Do you give to charity? Why or why not? If you do, what percent of time/money do you give?
We donate about 1-2% to a charity that has deep, personal connection to my wife and me. Probably not enough.
Do you plan to leave an inheritance for your heirs (how do you plan to distribute your wealth at your death)? What are your reasons behind this plan?
Hmm, good question. Always half-joked the check to the mortuary would bounce by $1, and my kids should envision me flipping the bird from the beyond.
Most likely we will leave a something behind, including 529 savings mentioned earlier.
Leaving college with zero debt was a major contributor to our success. As it does seem harder for younger generations to get on their feet, we’ll remain committed to helping ensure our children can set their kids up for success.
Pete says
Have you given any thoughts to what you will do with your 529 funds if college becomes free for all or current college debt is forgiven by our generous leaders?
Jim says
Good luck with that free for all dig. They did a pretty good job of saving.
Saltydog995 says
Not happy holding my breath on free/reduced college. If it goes that way, fingers crossed legislation permits penalty free withdrawal from 529. With 18+ years of saving, actual cost of college is about 50% of bill, since earnings are exceeding principal in account. Other than opportunity cost, that’s a discount to me.
MI-226 says
Great post. Absolute proof that steady investing, automatic saving, and managing lifestyle creep will produce a millionaire lifestyle. Thank you for your service! I’ve already forwarded this post to our active military daughter to read. Best of luck on your pending retirement!
Millionaire206 says
Great story.

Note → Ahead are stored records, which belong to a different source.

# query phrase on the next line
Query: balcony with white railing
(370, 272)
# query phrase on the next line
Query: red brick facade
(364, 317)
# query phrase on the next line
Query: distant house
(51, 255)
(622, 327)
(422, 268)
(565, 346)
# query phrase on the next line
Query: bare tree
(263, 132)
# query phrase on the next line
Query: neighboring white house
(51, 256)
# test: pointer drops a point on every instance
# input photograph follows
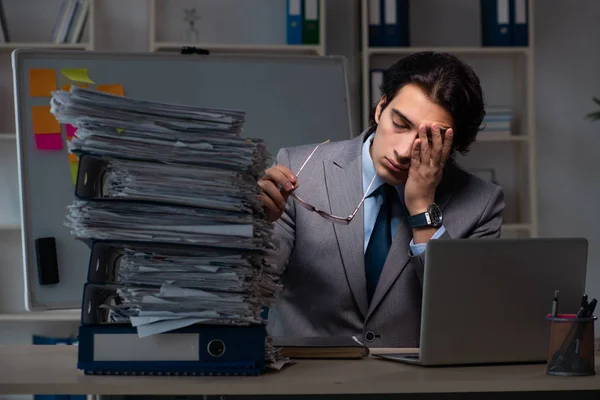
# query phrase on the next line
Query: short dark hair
(447, 81)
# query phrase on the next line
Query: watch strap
(419, 220)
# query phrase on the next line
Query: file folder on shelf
(311, 24)
(193, 350)
(294, 21)
(519, 22)
(375, 24)
(396, 23)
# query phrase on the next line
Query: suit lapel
(398, 255)
(345, 190)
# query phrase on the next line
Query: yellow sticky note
(67, 87)
(43, 120)
(74, 168)
(42, 82)
(77, 74)
(112, 89)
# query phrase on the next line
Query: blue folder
(396, 28)
(294, 21)
(520, 22)
(195, 350)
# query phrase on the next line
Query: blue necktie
(380, 240)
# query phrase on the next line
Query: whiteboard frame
(18, 57)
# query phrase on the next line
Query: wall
(567, 76)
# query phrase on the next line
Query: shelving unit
(242, 45)
(12, 299)
(522, 138)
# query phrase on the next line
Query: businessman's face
(397, 129)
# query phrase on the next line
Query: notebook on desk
(321, 347)
(484, 301)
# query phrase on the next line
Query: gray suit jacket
(322, 263)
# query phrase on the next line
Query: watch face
(435, 213)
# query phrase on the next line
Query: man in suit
(363, 275)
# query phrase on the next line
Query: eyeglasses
(324, 214)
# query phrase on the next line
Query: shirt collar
(369, 168)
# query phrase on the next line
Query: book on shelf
(504, 22)
(303, 22)
(498, 119)
(4, 35)
(389, 23)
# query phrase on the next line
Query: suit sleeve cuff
(416, 249)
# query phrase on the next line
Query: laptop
(485, 300)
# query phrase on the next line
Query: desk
(52, 369)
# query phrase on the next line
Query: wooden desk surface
(52, 370)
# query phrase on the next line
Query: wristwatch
(431, 217)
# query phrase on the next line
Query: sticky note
(42, 82)
(49, 142)
(77, 74)
(70, 130)
(43, 120)
(74, 168)
(112, 89)
(67, 87)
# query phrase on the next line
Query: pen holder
(571, 349)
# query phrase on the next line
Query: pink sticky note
(71, 130)
(50, 141)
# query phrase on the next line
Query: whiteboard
(289, 100)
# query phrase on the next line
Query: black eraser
(47, 260)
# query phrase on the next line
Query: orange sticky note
(74, 168)
(42, 82)
(112, 89)
(43, 120)
(67, 87)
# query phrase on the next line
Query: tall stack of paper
(167, 196)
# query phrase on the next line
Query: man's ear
(379, 109)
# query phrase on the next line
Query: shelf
(240, 48)
(500, 137)
(61, 315)
(484, 51)
(8, 136)
(10, 227)
(48, 45)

Thanks for sharing.
I think you meant “hook, line and sinker.” Probably a typo. . .
Saltydog995 says
Yup, sorry about that….missed it on review since I knew what it should have said.
MI-203 says
You’re in really great shape! Best wishes to you in your transition from the military. (I retired as an O-5 in 2005.)
MI-219 says
Enjoyed your writing style. Felt like I was receiving an OPORD. In a sea of fluff(myself a frequent offender), BLUF is refreshing.
MI-250 says
Way too many years on staff!!! Task and purpose, move out.

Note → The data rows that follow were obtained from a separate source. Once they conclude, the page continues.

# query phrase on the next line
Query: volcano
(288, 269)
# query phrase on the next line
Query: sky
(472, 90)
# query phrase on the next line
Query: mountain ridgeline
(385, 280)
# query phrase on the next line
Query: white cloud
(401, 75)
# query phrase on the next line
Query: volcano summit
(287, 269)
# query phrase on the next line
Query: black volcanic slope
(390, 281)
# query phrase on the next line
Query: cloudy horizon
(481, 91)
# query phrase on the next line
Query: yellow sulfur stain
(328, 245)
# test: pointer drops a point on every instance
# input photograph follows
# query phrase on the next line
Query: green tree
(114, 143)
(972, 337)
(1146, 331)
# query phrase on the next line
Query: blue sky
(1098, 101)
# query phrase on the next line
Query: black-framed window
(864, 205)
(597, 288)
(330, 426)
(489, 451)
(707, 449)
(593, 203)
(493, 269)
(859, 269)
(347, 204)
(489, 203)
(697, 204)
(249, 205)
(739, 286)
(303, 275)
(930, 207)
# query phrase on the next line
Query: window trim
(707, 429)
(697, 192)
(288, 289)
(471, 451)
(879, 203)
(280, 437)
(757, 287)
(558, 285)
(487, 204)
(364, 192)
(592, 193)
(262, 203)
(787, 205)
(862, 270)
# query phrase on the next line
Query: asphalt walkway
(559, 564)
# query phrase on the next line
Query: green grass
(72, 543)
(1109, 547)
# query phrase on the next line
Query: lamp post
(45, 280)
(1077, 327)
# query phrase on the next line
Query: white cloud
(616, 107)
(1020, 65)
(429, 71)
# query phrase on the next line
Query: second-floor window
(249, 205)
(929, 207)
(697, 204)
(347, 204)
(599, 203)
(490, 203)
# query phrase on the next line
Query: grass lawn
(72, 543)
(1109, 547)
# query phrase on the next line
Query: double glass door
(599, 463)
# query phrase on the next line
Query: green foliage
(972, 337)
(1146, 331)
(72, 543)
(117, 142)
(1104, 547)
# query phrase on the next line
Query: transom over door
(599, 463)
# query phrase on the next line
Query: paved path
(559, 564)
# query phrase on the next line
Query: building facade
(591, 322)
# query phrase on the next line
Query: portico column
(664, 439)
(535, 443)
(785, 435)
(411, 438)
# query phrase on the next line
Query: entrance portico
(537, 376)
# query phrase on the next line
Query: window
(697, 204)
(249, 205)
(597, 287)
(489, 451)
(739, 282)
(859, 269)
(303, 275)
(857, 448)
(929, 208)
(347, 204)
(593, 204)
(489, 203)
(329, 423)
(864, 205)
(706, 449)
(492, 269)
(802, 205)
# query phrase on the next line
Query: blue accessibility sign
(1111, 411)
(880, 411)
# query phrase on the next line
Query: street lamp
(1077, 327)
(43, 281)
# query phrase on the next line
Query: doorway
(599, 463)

charlie @ doginvestor.com says
Not from the US, so military isn’t a good financial option for us. This is very impressive, well done on staying with the military for what is a lifestyle that most wouldn’t want. Nice to have a deployment closer to places that are pleasant, rather than near conflict areas, are you able to choose at all?
Saltydog995 says
I’ve had operational deployments to non-desirable places, but my normal assignments overseas have been to some desirable locations (luck). Little control, but they like you to feel like you have more than you really do.
Kevin says
I’m getting to these interviews later than when posted and this is a good one that I’m glad I did not miss. Ex USAF myself but enlisted only for 1 term. Wanted out but I will always be very thankful for my USAF experiences because I was at a major command in the CONUS for my entire term and had some very unique experiences working with officers that would have spoiled me for any subsequent tour of duty as an enlisted airman had I stayed in. I was encouraged to bootstrap for a commission but I just did not like that an officer who has been prior enlisted is tagged with that label for their career in the air force. A little too class based for me.
The one common thread from friends who have retired from the military is that from a total working life perspective provided you come through a military career unscathed, the retirement options are generous when combined with someone with a sharp mind and diligence as you so obviously have. And you have the option of starting a second career after retirement from an extremely secure financial position. Being 47 and 2 years from a military pension gives you all kinds of options that many others simply do not have.
The mistake you made with front loaded funds at 22, I made around 28-29 so I can empathize with that. Similar to you, I only needed to learn that lesson one time.
Sounds like you have all of your bases covered and Kudos on the saving. Wishing you well.